In Reply to: Re: There's a pair to draw to posted by RRC on November 06, 2008 at 13:56:
: : : What is the origin of the phrase "there's a pair to draw to"?
: : This expression is part metaphor and part poker rules. In draw poker you are allowed to "draw" new cards in exchange for old ones, and if you have a pair, you will generally swap out the other three cards, or two of them, hoping to get something to raise the value of your hand: another pair, a third card to make your pair three of a kind, or just something higher to go with your pair than any that received originally. So when you choose how many cards to draw, you are drawing to a pair.
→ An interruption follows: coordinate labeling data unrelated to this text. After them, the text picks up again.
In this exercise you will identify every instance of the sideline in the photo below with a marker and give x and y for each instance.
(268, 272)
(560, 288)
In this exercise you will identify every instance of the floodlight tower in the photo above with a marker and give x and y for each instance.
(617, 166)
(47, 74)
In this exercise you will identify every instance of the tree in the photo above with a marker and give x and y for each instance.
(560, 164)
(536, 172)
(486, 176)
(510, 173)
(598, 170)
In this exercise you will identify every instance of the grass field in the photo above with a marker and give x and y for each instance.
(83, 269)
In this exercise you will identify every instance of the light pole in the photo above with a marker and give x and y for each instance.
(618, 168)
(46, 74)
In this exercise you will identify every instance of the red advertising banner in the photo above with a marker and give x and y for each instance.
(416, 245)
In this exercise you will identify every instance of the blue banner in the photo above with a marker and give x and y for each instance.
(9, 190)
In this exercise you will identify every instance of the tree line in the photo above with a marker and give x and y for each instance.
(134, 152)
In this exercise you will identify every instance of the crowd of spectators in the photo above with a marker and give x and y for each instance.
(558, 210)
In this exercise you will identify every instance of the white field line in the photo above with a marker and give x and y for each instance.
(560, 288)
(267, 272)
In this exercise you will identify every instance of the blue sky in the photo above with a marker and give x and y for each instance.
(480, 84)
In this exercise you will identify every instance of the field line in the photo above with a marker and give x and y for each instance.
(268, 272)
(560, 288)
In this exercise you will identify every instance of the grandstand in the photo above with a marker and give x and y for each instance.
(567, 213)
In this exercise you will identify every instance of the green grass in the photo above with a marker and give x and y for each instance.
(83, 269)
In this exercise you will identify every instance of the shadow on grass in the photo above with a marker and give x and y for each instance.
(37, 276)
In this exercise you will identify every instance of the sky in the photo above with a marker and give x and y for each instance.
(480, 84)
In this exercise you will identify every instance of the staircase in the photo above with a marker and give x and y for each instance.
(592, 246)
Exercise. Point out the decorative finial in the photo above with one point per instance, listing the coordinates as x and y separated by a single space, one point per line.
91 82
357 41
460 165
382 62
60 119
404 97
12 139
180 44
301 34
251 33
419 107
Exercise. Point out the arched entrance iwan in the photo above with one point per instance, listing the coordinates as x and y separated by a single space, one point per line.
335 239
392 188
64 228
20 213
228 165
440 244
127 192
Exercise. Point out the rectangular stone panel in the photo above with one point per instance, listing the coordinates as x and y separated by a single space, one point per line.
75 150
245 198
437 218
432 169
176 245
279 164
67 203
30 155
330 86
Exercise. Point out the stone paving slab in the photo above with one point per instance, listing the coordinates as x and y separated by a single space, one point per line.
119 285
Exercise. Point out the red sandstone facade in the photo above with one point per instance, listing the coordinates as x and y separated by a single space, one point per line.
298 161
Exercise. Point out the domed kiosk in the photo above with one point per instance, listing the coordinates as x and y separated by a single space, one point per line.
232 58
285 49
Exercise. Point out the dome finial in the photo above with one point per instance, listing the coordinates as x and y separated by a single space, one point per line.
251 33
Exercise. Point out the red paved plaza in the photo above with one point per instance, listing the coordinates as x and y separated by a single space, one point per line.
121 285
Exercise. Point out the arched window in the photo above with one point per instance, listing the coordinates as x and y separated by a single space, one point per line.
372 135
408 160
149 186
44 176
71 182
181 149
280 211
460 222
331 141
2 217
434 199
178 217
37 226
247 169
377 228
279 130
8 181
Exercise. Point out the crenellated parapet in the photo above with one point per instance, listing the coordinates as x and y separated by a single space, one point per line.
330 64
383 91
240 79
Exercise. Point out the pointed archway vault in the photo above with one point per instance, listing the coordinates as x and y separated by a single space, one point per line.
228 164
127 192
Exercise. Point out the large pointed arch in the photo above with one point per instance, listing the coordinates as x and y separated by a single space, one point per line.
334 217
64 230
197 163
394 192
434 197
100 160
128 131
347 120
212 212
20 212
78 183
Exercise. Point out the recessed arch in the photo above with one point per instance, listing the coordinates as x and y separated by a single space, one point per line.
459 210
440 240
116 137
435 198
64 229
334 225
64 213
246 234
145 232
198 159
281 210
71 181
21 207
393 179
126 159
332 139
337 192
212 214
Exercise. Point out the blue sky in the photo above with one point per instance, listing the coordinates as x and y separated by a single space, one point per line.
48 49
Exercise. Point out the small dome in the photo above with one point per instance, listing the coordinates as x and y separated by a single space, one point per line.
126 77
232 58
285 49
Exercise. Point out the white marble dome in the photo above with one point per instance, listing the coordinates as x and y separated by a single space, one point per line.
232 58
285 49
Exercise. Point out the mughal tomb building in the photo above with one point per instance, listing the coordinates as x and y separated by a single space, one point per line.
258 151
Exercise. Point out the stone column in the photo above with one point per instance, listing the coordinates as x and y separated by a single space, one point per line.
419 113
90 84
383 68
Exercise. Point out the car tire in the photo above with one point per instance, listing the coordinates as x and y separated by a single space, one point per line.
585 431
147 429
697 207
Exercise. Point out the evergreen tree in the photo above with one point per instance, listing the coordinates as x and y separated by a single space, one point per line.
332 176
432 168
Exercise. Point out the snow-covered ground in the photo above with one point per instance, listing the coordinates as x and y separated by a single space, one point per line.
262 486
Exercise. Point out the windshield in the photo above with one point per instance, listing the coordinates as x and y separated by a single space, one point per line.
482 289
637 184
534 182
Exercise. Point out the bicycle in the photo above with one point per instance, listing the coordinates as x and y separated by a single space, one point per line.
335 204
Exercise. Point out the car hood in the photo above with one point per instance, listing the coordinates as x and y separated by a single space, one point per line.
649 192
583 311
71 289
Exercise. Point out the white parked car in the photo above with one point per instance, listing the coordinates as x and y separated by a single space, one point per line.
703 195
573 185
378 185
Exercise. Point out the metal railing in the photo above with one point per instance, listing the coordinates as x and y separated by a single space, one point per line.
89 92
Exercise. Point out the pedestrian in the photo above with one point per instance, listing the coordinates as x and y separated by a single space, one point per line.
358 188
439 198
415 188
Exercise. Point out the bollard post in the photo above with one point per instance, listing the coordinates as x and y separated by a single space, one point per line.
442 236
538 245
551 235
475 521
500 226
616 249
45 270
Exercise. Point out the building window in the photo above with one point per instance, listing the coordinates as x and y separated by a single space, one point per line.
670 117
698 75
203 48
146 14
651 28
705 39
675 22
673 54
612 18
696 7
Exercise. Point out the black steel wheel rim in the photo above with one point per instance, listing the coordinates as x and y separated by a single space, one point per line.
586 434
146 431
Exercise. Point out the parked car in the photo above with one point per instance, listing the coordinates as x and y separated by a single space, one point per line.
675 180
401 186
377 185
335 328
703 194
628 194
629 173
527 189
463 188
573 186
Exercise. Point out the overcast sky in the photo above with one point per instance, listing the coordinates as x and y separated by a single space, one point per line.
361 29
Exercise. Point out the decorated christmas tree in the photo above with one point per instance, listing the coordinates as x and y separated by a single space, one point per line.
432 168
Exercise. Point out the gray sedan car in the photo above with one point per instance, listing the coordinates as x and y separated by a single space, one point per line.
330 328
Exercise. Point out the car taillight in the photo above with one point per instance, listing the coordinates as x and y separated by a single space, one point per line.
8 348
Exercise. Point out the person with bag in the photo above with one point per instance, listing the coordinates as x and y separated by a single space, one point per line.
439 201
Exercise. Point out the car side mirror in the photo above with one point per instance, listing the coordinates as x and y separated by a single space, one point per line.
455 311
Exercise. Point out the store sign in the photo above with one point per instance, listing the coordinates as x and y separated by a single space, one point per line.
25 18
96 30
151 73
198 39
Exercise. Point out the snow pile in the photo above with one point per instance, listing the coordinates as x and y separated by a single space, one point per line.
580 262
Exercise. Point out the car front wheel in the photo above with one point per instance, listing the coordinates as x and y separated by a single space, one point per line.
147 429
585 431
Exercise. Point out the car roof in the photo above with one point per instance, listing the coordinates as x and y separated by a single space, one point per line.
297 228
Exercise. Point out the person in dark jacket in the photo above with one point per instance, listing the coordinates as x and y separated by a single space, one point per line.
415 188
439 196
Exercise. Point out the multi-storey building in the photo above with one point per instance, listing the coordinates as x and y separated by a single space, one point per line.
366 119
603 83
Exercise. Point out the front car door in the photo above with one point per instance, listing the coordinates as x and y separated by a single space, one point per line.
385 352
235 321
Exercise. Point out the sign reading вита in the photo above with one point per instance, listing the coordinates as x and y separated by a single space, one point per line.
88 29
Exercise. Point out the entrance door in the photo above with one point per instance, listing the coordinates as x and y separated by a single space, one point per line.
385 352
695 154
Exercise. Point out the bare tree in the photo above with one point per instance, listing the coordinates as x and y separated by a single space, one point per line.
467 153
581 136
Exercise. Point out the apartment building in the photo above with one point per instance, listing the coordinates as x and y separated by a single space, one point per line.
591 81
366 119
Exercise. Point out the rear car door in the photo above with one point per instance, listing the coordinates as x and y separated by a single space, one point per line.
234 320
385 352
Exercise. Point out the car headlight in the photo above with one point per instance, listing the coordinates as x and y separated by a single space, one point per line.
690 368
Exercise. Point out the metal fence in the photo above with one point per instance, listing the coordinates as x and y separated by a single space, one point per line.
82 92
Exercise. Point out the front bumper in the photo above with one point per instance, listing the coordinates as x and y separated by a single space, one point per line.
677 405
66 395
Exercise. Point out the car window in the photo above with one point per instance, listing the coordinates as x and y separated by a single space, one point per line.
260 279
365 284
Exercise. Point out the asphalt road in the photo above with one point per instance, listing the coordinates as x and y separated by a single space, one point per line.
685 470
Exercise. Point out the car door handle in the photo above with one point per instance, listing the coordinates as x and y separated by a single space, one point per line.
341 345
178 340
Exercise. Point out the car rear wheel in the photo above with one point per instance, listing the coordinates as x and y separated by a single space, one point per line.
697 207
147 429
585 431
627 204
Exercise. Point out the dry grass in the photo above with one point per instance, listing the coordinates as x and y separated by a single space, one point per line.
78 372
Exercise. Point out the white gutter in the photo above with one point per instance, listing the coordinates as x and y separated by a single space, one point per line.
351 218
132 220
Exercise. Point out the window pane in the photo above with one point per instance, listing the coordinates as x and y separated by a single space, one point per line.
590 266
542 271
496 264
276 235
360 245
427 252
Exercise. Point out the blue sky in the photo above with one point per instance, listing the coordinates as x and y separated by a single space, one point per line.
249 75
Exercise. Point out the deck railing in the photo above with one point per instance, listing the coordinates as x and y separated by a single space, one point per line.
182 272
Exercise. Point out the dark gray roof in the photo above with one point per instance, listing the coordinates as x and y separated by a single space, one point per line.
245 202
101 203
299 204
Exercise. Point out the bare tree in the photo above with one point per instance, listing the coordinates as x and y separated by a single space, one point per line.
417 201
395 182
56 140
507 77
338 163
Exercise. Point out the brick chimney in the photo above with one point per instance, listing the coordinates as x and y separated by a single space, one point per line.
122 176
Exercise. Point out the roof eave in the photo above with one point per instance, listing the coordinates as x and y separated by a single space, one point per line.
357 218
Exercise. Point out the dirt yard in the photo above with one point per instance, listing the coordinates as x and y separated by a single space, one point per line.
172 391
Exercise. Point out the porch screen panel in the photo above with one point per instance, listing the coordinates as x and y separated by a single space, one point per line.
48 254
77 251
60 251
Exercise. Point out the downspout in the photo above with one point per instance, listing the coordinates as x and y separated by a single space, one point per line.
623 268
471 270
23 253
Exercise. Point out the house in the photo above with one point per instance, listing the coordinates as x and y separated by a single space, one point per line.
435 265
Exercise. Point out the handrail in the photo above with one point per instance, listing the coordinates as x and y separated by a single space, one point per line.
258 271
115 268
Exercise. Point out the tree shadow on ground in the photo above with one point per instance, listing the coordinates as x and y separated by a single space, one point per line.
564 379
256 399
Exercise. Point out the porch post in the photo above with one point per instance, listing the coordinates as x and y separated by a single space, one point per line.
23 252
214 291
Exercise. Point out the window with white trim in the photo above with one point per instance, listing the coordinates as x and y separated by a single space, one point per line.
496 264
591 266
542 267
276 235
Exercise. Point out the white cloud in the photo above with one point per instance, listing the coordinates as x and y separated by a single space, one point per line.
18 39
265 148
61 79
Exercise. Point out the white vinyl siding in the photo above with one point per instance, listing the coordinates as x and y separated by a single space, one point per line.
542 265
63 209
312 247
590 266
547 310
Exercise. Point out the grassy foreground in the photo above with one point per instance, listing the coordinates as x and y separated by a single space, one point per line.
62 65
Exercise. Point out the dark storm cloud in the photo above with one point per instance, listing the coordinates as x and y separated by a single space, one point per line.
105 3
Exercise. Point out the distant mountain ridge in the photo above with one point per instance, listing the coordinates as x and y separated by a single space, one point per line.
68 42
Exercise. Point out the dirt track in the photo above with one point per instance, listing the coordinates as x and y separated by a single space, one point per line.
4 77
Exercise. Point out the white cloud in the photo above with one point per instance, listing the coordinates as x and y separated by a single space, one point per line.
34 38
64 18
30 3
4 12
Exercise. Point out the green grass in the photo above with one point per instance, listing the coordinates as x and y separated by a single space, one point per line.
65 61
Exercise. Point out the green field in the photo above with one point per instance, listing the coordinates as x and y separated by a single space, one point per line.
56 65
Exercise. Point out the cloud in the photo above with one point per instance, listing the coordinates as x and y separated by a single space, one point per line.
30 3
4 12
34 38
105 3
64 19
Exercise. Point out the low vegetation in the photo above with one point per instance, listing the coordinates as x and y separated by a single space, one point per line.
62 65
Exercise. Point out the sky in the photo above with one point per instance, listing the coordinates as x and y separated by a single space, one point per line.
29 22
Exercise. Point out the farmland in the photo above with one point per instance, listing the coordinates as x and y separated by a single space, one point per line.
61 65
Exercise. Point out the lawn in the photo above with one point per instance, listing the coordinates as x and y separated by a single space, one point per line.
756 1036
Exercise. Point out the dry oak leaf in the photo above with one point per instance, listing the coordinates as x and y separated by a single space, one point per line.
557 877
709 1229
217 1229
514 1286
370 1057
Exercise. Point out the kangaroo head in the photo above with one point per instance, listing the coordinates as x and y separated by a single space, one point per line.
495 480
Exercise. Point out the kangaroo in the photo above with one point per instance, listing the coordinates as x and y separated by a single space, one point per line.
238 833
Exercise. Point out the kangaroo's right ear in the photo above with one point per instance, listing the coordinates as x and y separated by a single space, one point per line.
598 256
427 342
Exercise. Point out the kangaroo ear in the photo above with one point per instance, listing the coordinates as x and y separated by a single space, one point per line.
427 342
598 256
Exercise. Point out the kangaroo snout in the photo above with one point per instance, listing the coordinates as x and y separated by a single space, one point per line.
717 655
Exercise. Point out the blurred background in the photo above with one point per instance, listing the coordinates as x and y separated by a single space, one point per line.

: : The other part, the metaphor, is any pair that you would like to emphasize, One example (from an Internet search), Dollie Parton and Hulk Hogan. No, the pair in question does not belong to Dollie, but consists of the odd couple, Parton and Hogan, together in defiance of common sense.
: : I think the phrase is used to emphasize something about the named pair, whether it's the odd contrast or something else. But then, I probably don't understand the phrase myself, since I find it so non-specific. It would make more sense to me if it were just plain prurient.
: : SS
: The poker usage is actually somewhat different. What you "draw to" is what you're hoping to get out of the draw (or other cards turned over like in Hold'em). If your hand has 4 hearts and 1 spade, you might discard the spade in hopes that the card drawn will be another heart which would give you a flush - in that case, you are drawing to a flush. If you're trying to draw to a pair, then you have a quite poor hand and have discarded several cards in hopes of getting just one pair. You would not try to match a 2 in this way because a pair of twos is a very low hand. You might however keep an ace and a queen hoping to draw to a pair of aces with queen high or a pair of queens with an ace high.
: So, "there's a pair to draw to" does in itself include the sense that the pair is particularly valuable, interesting, etc. otherwise you wouldn't bother.
Thanks, RRC. I knew I was treading on thin ice trying to explain poker, which I never play. I am still mystified by the question of how this phrase became popular, and what the people using it think it means.